HC: No wonder we're worn out now!

[general laughter]

GK: Your mother often used to say to you, Peggy, "Don't you think it's time you had a night at home!"

PK: I know!

GK: We did, didn't we?

PK: I know, but when I kept at home nobody wanted me!

[general laughter]

PK: I was too much trouble at home!

[general laughter]

BH: But it was all innocent fun, wasn't it?

PK: Yeah.

PK: My sister was so quiet.

BH: Yes she was, wasn't she?

PK: She'd sit up straight like this [demonstrates] and she used to sit and knit like this, with her hands, there.

GK: Very genteel.

[general laughter]

VB: Ah.

PK: She said. [inaudible; overtalking]

BH: Lily was like my sister, Ethel.

01:24:00

PK: Yeah, Ethel was the same.

BH: My sister used to.

PK: Yes, Ethel was a nice girl.

HC: Let you get away with murder compared to what I did.

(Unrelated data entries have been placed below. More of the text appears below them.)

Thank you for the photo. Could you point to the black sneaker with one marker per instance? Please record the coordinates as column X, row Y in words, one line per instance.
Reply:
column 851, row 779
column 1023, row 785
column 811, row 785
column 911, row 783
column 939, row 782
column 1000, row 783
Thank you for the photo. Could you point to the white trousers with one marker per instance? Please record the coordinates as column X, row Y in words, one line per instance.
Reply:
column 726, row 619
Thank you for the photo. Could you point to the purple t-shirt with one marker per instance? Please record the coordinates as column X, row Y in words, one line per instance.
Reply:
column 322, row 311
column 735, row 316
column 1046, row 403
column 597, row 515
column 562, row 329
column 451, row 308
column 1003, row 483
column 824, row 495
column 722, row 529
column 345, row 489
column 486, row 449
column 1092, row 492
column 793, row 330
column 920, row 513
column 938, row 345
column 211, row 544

PK: But then you see my mother used to say she had four, and she wouldn't like four like me anyway!

[general laughter]

PK: 'Cause I mean, they couldn't have, they could've managed you!

HC: [inaudible; laughing] job wouldn't she?

01:25:00

[inaudible; overtalking]

PK: Hilda and John are still like her and, when he married such a quiet girl.

HC: Yeah, yeah.

01:26:00

[discussion about Thelma? and John complementing each other, the old dears at the Co-op factory used to love John, he would joke with them, they would ask if PK was his wife, no his sister, old woman remembers John helping her when she 01:27:00slipped in the Co-op, and remembered this years later, relating the tale to the old dear's friend and pointing out she had red knickers on; all dissolve in laughter; he's 'dreadful' but always gives food to PK that he buys, the free one in a multi-pack from Iceland; PK says HC should stop smoking the Woodbines and 01:28:00would help her collapsing while laughing; HC only smokes in her kitchen or in the garden. HC doesn't smell though!]

[HC's garden--others ask re it, she has a new gardener, recently sacked the old one who charged £85 a month and didn't come November to February; after she'd paid the £85 he came back a fortnight later demanding another £85, she wanted an excuse to get rid of him so said she'd pay him so no one would think she was in debt; Susan wrote a letter to him dismissing him then. other gardener does 4 hours for £20 and if he doesn't come, which he doesn't have to always, doesn't come, pays a quarter she needed to the last one. BH saw HC's garden on a bus ride and it looks lovely; HC has altered new curtains and still has to pay for them! discussion re odd jobs, PK waits a while when she has visitors before giving them (male relatives) the task!]